Edit: the order of $(1+x)$ is the same as the order of the group as it is the generator. How would I prove this?
On
$\mathbb{F} _5 [x] / (x^2 + 2) \cong \mathbb{F} _5 [u]$ with $u^2 =-2$.
$\mathbb{F} _5 $ is the set of all polynomials expressions in $u$ with coefficients in $\mathbb{F} _5$. Since $u^2 =-2$, all polynomials expressions can be reduced to the for $a+bu$ with $a,b \in \mathbb{F} _5$.
On
To add to @Ethan Bolker's answer, I want to address your question about the order of $x$ and $(x+1)$. You are correct about the order of $x$, since
$$x^8=(x^2)^4=(-2)^4=16=1.$$
However, the order of $x+1$ is not one. This would imply that $(x+1)^2=(x+1)$, which is not true. It should be noted that the order of a generator of a nontrivial group is never 1. The order of $(x+1)$ is 12. You should check this is true.
On
Yet another way of doing it:
Just as element of $\Bbb C$ may be written $a+bi$, where $a$ and $b$ are allowed to be any real number, and $i^2+1=0$, so in your field you have adjoined the square root of $3\equiv-2\pmod5$ and you can mimic the construction of the complex numbers.
Thus, if you like, you can write the elements of your field as $a+b\sqrt3$, where $a$ and $b$ are allowed to be any elements of $\Bbb F_5$, and “$\sqrt3$” may be taken as a symbol whose square is $3$. Then multiplication is easy: $(a_1+b_1\sqrt3)(a_2+b_2\sqrt3)=a_1a_2+3b_1b_2+(a_1b_2+a_2b_1)\sqrt3$. One way of finding the reciprocal of any quantity here is by the technique of “rationalizing the denominator” that you learned in high-school.

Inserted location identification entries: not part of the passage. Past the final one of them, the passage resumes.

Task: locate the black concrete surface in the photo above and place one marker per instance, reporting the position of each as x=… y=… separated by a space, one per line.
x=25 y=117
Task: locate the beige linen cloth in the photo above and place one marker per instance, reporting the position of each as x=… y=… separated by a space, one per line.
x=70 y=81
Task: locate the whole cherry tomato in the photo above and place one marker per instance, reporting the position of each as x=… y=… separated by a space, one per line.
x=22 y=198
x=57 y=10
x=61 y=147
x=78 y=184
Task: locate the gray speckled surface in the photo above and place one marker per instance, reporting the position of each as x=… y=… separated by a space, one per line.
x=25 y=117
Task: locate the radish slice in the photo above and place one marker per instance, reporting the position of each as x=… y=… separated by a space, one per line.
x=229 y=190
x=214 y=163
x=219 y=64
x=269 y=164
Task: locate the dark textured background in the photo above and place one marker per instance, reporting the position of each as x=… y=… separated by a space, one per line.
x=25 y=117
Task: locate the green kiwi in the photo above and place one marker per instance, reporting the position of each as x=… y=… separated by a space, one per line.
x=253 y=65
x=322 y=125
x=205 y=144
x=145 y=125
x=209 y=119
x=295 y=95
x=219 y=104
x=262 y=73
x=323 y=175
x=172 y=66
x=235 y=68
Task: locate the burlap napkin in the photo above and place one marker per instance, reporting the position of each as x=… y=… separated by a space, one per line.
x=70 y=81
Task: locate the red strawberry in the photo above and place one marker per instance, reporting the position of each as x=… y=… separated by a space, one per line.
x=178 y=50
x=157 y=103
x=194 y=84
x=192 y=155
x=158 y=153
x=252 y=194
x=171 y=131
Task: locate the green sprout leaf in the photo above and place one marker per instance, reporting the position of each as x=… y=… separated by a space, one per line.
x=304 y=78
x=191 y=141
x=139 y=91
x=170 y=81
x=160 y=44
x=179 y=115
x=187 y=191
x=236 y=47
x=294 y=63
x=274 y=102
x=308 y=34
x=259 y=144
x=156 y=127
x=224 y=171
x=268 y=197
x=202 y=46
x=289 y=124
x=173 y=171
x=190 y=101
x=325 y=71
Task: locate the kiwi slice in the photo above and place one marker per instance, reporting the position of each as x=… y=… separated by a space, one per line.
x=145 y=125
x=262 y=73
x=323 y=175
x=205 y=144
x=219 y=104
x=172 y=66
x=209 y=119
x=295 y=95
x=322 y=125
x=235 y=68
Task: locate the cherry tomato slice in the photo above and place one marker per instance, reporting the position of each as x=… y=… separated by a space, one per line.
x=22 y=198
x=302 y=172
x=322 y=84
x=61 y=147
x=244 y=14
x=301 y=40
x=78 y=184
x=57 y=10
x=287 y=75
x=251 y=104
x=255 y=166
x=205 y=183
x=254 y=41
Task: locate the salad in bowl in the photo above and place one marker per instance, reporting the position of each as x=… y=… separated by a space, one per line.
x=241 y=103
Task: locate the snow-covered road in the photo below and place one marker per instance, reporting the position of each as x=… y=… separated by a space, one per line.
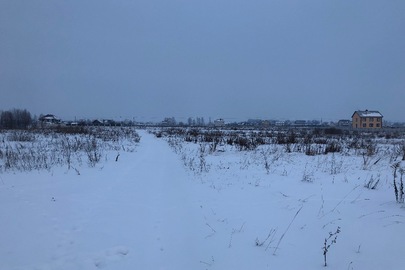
x=136 y=213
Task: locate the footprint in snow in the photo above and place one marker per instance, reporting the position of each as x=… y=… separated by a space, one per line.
x=111 y=255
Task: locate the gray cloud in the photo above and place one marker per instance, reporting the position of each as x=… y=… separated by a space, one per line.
x=231 y=59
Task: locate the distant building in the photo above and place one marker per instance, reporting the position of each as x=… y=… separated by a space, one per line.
x=219 y=122
x=367 y=119
x=344 y=123
x=300 y=123
x=49 y=119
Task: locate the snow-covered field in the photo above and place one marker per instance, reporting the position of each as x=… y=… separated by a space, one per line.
x=180 y=207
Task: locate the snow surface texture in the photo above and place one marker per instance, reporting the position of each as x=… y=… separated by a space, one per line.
x=149 y=210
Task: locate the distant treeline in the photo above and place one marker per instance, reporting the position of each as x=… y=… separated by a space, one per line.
x=15 y=119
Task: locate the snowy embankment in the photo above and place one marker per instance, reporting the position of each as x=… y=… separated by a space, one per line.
x=149 y=211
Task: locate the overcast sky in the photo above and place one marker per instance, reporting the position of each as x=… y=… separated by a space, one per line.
x=232 y=59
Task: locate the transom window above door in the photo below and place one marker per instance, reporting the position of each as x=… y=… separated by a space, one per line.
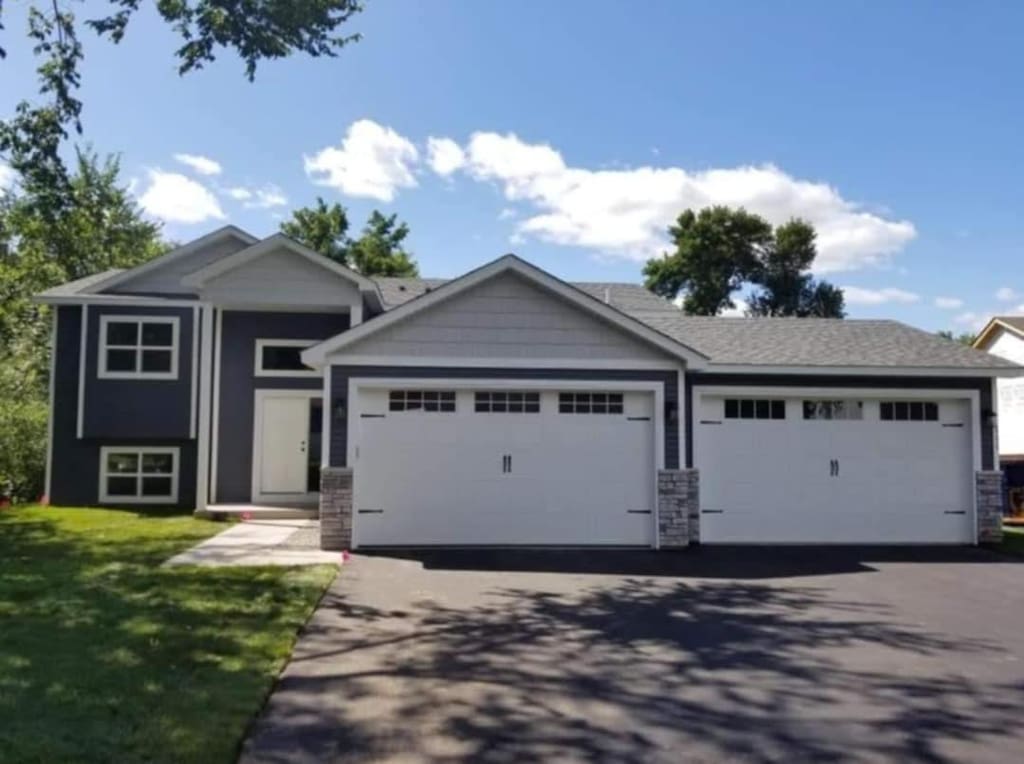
x=754 y=409
x=507 y=402
x=283 y=358
x=429 y=400
x=138 y=347
x=848 y=410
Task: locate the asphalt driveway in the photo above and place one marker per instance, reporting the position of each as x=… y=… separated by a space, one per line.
x=637 y=656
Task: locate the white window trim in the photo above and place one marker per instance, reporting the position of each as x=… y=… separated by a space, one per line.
x=175 y=346
x=259 y=371
x=105 y=498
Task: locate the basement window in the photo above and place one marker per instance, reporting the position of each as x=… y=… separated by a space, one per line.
x=507 y=402
x=908 y=411
x=590 y=402
x=138 y=475
x=754 y=409
x=428 y=400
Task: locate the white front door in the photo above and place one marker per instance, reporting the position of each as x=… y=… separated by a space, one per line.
x=580 y=473
x=284 y=439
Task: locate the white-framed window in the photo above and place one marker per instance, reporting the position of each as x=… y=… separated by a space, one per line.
x=283 y=358
x=138 y=474
x=138 y=347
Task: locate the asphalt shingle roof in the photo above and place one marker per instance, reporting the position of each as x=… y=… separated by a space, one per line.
x=774 y=342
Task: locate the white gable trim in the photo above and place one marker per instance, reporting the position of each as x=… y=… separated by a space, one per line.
x=174 y=254
x=272 y=244
x=317 y=354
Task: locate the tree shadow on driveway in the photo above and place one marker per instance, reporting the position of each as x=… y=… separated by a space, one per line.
x=452 y=665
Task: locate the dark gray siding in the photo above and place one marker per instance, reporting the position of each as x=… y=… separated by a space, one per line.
x=76 y=463
x=142 y=409
x=238 y=385
x=982 y=385
x=340 y=376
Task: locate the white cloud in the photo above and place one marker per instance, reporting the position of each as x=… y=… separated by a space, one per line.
x=373 y=161
x=859 y=296
x=444 y=156
x=625 y=212
x=176 y=199
x=202 y=165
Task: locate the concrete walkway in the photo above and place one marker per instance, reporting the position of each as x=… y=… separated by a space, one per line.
x=260 y=543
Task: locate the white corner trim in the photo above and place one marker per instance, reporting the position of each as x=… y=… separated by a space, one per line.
x=175 y=348
x=49 y=414
x=203 y=439
x=215 y=424
x=259 y=371
x=83 y=362
x=172 y=498
x=317 y=354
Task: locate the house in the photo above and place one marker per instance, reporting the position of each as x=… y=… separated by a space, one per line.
x=508 y=407
x=1004 y=336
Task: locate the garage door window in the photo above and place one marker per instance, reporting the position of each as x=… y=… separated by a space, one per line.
x=909 y=411
x=590 y=402
x=848 y=410
x=429 y=400
x=508 y=402
x=754 y=409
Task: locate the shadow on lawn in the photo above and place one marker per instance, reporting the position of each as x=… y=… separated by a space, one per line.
x=640 y=670
x=105 y=656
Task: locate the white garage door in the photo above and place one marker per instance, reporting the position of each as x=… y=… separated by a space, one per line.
x=504 y=467
x=829 y=471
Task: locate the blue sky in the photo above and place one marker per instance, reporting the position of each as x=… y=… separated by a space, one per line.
x=573 y=132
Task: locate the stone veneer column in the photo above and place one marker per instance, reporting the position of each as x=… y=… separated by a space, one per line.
x=678 y=507
x=988 y=493
x=336 y=508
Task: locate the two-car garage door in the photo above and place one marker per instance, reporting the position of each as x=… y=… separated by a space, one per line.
x=823 y=469
x=504 y=467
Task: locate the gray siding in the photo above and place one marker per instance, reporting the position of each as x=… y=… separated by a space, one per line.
x=282 y=278
x=506 y=317
x=983 y=386
x=238 y=385
x=340 y=376
x=166 y=279
x=129 y=408
x=76 y=463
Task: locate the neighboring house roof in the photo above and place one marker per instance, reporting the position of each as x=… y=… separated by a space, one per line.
x=1013 y=324
x=316 y=354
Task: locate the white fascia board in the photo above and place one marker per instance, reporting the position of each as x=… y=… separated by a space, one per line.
x=174 y=254
x=864 y=371
x=201 y=277
x=317 y=354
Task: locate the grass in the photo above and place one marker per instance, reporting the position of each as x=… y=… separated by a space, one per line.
x=107 y=656
x=1013 y=540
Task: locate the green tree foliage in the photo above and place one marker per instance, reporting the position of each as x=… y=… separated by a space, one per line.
x=378 y=251
x=99 y=227
x=256 y=30
x=719 y=250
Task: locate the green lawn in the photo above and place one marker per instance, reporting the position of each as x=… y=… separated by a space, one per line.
x=107 y=656
x=1013 y=540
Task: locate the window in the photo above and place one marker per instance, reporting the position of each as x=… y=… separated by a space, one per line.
x=754 y=409
x=432 y=400
x=508 y=402
x=283 y=358
x=138 y=347
x=590 y=402
x=138 y=475
x=908 y=411
x=848 y=410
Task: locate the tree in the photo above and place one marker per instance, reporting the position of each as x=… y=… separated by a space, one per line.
x=377 y=252
x=719 y=250
x=256 y=30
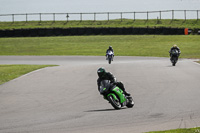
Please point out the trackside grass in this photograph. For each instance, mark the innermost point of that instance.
(124, 45)
(176, 23)
(189, 130)
(9, 72)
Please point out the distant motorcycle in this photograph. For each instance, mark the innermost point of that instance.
(110, 56)
(115, 95)
(174, 57)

Maybe I can say one more thing, since I’m on my soapbox. I’ve done a lot of hand computation in finite fields $\kappa$ of relatively small cardinality, and I’ve found that the best way to work, if you have a lot of multiplications or divisions to perform, is to write down a list of the powers of a generator of the (cyclic) multiplicative group $\kappa^\times$ of $\kappa$. Then you have what amounts to an (anti)logarithm table, and by making table-lookups, you can do multiplications and divisions with a flick of your wrist instead of a relatively tiresome pencil-and-paper calculation. It seems, in your case, that $1+\sqrt3$ is such a generator (“primitive element”), and to implement my suggestion, of course you’d have to write down all $23$ powers of it, but once that’s done, you have smooth sailing.
Hint to get you started.
For example, to "find" all the elements of $\mathbb{Z}/(22)$ you can just write the numbers $0, 1, \ldots. 21$ since that gives you one representative of each equivalence class. Those are all the possible remainders when you divide an integer by $22$.
By analogy, write down all the polynomials that can be the remainders of polynomials in $\mathbb{Z}_5[x]$ when you divide by $x^2 -2$. (They will be of degree less than $2$.) That will give you a list of all the elements of that ring. Then you can do all the calculations you need to.